Uma vez mais tive de me deslocar
à loja do cidadão, consequência de no último ano ter mudado de morada três
vezes. Uma ilação a tirar é que estando já habituada, conhecendo os trâmites da
coisa, a tarefa se tornaria mais fácil; porém, nada mais enganador… este é o
tipo de tarefa cuja dificuldade é inversamente proporcional ao número de vezes
que se pratica. E tudo por causa da “carta” ou melhor das “cartas” que se vão
acumulando em cada ida aos ditos serviços.
Como se não bastasse a longa
espera, devido talvez ao facto de Agosto ir no seu auge e a sala de espera
estar cheia de emigrantes, começo a preocupar-me, o que se nota pelas mãos
transpiradas e coração ligeiramente acelerado: qual é afinal a carta que tenho de apresentar? Bom, a que
recebi agora, via correio, é de certeza, mas a primeira se não me engano também
pois lembro-me perfeitamente de noutra minha ida aos mesmíssimos serviços uma
solícita funcionária me ter vivamente aconselhado a tê-la sempre comigo, ou
será que só é preciso uma? Começo a ficar confusa…
Já conformada com a longa espera,
entretenho-me a observar os que chegam:
passo estugado até confirmarem com desalento que terão de dedicar os tempos
mais próximos de pé, ou sentados se a lotação o permitir, naquilo que é
habitualmente uma pausa indesejada por qualquer cidadão por muito sentido
cívico que tenha. Sozinhos, aos pares ou em bandos familiares heterogéneos
chegam e lá vão como podem passando o tempo restante até ao momento tão
aguardado quando são atendidos. O nervosismo sai-lhes pelos pés que abanam num
frenesim ou pelas palavras menos corteses que lhes sai pela boca para os seus
mais próximos, familiares ou amigos - « Para que estás para aí a ateimar?»; «
Quieta, senão levas já!» e outros impropérios mais ou menos ofensivos.

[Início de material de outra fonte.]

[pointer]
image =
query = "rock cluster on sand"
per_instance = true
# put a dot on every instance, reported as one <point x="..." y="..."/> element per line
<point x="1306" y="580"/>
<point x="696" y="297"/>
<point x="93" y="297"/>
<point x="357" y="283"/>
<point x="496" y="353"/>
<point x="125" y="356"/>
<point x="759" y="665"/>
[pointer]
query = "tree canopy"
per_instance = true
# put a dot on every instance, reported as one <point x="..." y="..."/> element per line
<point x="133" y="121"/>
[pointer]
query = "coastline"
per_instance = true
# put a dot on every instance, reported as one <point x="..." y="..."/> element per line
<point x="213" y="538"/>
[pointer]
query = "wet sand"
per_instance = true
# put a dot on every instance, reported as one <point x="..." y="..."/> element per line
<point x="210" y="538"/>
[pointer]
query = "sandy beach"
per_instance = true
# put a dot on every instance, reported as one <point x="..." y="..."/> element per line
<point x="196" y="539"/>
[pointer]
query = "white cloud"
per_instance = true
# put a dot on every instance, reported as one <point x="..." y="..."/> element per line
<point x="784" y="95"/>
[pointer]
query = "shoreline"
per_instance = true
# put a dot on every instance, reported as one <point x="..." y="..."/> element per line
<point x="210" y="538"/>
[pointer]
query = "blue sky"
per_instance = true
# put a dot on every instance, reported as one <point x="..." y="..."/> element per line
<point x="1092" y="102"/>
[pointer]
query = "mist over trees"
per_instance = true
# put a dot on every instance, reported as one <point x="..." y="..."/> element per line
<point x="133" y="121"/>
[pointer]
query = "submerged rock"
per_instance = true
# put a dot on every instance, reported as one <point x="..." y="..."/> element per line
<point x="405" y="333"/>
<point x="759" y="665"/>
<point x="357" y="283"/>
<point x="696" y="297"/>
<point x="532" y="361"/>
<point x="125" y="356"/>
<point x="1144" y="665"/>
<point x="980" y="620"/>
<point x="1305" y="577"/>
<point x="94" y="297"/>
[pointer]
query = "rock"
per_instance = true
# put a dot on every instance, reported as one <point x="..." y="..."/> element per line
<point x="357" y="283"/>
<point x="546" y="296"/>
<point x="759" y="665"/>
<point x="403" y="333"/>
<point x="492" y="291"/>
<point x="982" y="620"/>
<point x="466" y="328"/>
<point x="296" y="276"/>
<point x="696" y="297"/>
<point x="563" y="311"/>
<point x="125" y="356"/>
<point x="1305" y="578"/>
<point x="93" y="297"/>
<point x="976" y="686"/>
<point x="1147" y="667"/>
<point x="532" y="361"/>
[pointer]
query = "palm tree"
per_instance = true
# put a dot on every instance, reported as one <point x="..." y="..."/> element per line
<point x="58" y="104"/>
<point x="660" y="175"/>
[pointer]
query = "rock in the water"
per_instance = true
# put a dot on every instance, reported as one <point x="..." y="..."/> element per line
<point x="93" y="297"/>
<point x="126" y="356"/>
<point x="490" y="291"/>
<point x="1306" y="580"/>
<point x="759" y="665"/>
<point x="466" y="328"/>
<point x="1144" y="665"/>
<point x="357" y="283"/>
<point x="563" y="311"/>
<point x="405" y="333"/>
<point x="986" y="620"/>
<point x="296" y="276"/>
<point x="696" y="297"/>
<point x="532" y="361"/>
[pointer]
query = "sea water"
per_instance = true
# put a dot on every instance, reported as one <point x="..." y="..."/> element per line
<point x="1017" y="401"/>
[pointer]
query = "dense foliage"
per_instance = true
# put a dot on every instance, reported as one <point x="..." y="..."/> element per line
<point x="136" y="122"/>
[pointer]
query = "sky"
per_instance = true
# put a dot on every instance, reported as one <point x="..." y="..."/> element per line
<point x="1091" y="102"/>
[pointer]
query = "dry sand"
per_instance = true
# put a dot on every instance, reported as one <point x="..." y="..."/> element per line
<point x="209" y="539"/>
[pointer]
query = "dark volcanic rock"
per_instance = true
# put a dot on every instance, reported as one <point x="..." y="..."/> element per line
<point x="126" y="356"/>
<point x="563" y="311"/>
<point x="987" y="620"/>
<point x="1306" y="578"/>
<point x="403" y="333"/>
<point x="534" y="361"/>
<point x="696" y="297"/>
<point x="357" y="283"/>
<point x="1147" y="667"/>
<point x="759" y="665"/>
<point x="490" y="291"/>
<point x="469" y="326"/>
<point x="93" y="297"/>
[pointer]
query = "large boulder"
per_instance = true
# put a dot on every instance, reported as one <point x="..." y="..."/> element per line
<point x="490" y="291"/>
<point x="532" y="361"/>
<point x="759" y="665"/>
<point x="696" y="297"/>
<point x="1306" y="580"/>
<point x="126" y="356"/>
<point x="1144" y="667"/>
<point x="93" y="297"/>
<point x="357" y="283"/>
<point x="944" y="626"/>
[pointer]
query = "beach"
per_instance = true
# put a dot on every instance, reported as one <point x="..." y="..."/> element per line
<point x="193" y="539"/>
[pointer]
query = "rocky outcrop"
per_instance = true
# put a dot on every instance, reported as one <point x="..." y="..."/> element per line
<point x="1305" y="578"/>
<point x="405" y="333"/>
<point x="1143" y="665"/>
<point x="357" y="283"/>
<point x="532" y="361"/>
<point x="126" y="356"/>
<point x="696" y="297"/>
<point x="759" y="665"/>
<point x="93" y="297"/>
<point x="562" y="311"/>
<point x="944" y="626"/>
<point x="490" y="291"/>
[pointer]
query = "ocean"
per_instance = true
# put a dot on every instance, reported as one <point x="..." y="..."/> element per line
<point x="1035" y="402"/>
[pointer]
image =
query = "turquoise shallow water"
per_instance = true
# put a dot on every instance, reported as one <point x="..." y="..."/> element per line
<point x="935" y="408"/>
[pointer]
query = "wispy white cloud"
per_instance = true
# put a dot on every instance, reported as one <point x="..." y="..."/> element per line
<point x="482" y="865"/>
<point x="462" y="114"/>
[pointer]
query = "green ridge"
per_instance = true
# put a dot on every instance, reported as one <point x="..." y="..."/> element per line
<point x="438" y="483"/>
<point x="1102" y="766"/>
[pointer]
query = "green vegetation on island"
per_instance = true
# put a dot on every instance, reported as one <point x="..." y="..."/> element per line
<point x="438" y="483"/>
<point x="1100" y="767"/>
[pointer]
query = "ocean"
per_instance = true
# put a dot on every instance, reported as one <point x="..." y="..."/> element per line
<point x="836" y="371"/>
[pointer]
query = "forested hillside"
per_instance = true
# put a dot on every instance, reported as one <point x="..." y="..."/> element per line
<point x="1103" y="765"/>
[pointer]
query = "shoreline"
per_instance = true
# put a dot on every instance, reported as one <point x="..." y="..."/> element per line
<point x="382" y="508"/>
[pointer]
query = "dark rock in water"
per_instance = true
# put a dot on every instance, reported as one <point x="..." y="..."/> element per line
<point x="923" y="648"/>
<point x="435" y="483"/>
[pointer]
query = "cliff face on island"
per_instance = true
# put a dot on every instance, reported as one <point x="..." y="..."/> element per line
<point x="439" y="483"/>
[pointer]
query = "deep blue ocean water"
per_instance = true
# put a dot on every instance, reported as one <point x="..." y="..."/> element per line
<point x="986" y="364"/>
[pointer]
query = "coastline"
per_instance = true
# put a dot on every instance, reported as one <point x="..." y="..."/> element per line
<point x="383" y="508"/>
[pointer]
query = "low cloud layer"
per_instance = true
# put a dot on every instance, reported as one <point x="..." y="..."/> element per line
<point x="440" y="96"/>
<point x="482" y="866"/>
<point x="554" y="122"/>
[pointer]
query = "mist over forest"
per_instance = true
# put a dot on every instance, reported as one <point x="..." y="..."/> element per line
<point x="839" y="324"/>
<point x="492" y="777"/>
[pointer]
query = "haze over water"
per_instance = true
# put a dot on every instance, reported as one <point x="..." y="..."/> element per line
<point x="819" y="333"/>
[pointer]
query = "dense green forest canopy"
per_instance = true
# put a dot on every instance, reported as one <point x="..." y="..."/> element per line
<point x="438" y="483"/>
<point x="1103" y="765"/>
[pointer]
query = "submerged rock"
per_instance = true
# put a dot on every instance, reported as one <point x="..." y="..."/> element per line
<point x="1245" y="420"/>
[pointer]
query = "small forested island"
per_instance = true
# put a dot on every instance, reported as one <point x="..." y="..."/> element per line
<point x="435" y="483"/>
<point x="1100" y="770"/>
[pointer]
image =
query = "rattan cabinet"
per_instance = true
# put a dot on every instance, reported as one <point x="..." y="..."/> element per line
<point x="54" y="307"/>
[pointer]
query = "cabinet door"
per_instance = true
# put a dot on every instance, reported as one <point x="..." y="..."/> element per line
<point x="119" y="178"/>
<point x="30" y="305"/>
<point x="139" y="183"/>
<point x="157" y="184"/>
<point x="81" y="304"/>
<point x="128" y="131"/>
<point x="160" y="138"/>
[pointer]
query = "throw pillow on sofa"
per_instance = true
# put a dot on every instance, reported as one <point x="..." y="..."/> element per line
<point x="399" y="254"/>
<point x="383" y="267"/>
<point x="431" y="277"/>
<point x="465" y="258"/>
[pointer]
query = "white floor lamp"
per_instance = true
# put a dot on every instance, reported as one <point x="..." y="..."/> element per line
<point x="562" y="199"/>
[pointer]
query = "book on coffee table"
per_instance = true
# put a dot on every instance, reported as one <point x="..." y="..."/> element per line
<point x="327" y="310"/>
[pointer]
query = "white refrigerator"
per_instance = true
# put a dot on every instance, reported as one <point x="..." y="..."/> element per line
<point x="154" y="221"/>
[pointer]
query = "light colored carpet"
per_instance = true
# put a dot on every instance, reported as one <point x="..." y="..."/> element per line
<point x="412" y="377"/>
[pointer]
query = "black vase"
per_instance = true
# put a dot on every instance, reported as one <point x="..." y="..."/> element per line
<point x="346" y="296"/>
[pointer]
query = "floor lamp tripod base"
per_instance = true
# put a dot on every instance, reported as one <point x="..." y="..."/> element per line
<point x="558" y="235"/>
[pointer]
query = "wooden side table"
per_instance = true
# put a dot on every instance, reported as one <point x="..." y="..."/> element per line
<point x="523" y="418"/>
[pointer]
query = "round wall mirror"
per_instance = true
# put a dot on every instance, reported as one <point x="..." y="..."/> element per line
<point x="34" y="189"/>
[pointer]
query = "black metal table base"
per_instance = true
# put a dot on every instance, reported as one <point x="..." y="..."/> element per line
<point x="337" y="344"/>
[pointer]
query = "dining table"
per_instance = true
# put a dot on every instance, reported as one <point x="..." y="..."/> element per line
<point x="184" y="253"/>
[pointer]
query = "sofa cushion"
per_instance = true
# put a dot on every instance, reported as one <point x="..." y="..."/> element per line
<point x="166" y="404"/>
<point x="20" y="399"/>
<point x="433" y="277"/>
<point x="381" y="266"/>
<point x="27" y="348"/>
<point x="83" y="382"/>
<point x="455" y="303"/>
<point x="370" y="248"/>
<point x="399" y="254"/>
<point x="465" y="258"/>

A juntar à tensão da longa espera
assolam-me agora com maior vigor as dúvidas sobre os códigos ou PIN(s). Jesus
que me acuda que o imbróglio é contumaz. Ao todo, nem sei bem quantos são,
talvez uns cinco ou seis por carta e eu ainda mudei os meus, que se lhes vieram
juntar, aumentando assim a confusão e, pensando bem, será que mudei todos ou só
alguns? Tento-me acalmar:« Que problema é que pode advir daí? Se me enganar,
volto a tentar de novo». O coração dá um coice agora com maior violência. « Se
me enganar o cartão bloqueia! Meu deus, a funcionária da outra vez advertiu-me
com veemência que isso, Jamais, poderia acontecer e pela cara dela pude ver que
era grave se bem que não me informou sobre o que na realidade aconteceria…».
Tiro um lenço de papel da mala e
enxugo o suor que é agora abundante nas palmas das mãos. Vai-se, lentamente,
aproximando a minha vez, mas desejo agora que demore mais até me decidir qual
das cartas vou apresentar e qual dos códigos vou digitar. As caras sorridentes
dos posters na parede contrastam com as dos utentes e funcionários que tentam,
apesar de tudo, tolerarem-se uns aos outros e mais uma vez me assola uma
questão:« deveria ou não ter trazido a primeira carta, a primeiríssima que me
deram quando tratei do cartão de cidadão? Não, essa não porque penso que até já
a poderia ter deitado fora, mas persegue-me a voz grave da funcionária – a carta,
sempre consigo, sempre consigo, sempre consigo…». Lembro-me agora que já tive
de pagar uns euros extra por tê-la guardado tão bem, preocupada com as
indicações da funcionária, que nem eu própria a encontrei dentro de um envelope
onde jaz até hoje, mas penso que pode ir fora; ou será que não?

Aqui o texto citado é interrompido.